Kemendikdasmen Tegaskan: Kurikulum 2013 dan Kurikulum Merdeka Masih Berlaku, Tak Ada Kurikulum Baru
ASKARA - Kementerian Pendidikan Dasar dan Menengah (Kemendikdasmen) menegaskan bahwa hingga saat ini tidak ada kurikulum baru yang diberlakukan di Indonesia. Kurikulum 2013 (K13) dan Kurikulum Merdeka tetap menjadi acuan utama, termasuk bagi sekolah-sekolah di wilayah 3T (Tertinggal, Terluar, dan Terdepan).
"Kurikulum tak ada yang baru atau penamaan baru. Kurikulum yang berlaku masih K13 dan Kurikulum Merdeka. Untuk daerah 3T, K13 masih boleh digunakan hingga tahun ajaran 2026–2027," ujar Dr. Laksmi Dewi, M.Pd., Kepala Pusat Kurikulum dan Pembelajaran Badan Standar, Kurikulum, dan Asesmen Pendidikan (BSKAP) dalam acara Dialog Kebijakan bersama Media Massa di Hotel Grand Sahid Jaya, Jakarta, Jumat (18/7/2025).
Laksmi juga menepis anggapan bahwa konsep "deep learning" yang belakangan ramai disebut Mendikdasmen Abdul Mu’ti merupakan kurikulum baru.
"Deep learning bukan kurikulum. Itu metode pembaruan proses pembelajaran,” tegasnya.
Menurut Laksmi, pembelajaran mendalam atau deep learning menjadi salah satu pendekatan untuk meningkatkan mutu pendidikan. Saat ini, banyak siswa mengalami fenomena schooling without learning—bersekolah tanpa benar-benar belajar.
Konsep deep learning yang diadaptasi dari praktik di Australia, Kanada, dan Swedia ini menekankan pada proses belajar yang mengembangkan karakter, kesadaran, dan kegembiraan dalam belajar.
"Karena ingin mendalam, maka materi pelajaran tidak boleh banyak-banyak,” imbuh Laksmi.

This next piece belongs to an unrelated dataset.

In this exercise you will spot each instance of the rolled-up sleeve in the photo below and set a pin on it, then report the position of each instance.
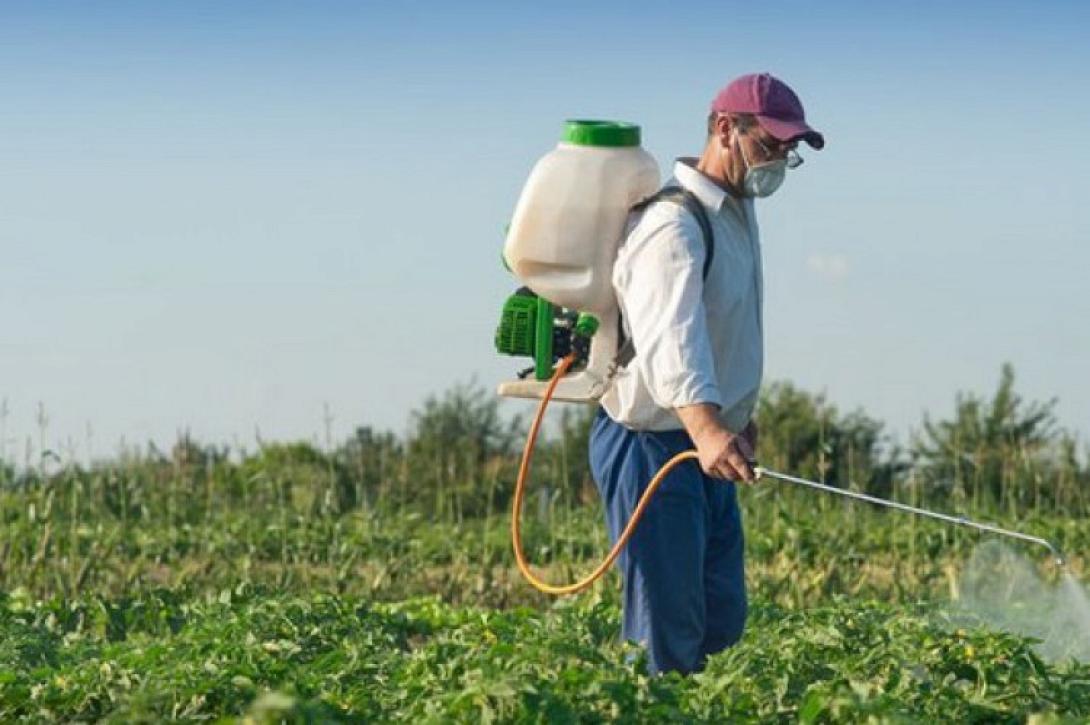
(658, 279)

Pelatihan Bertahap dan Target Profil Lulusan
BSKAP bersama Direktorat Jenderal Guru dan Tenaga Kependidikan serta Pendidikan Guru (GTKPG) telah menggelar pelatihan deep learning kepada sekitar 200 narasumber nasional. Para narasumber ini bertugas melatih guru di berbagai daerah melalui model pelatihan bertahap (cloning) serta webinar daring.
"Sosialisasi tidak bisa dilakukan sekaligus. Kami mulai dari perwakilan Aceh hingga Papua,” jelasnya.
Tujuan akhir dari pendekatan ini adalah terbentuknya profil lulusan dengan delapan dimensi kompetensi, yakni:
1. Keimanan dan ketakwaan terhadap Tuhan YME
2. Kewargaan
3. Kreativitas
4. Kemandirian
5. Komunikasi
6. Kesehatan
7. Kolaborasi
8. Penalaran kritis
Meski masih dalam tahap implementasi, Laksmi menyatakan optimisme bahwa pendekatan ini dapat meningkatkan kemampuan dasar siswa seperti membaca dan berhitung, meski tantangan tetap ada di tingkat guru, keluarga, dan lingkungan.
"Teorinya bisa berhasil, praktiknya akan sangat bergantung pada banyak faktor,” tutupnya.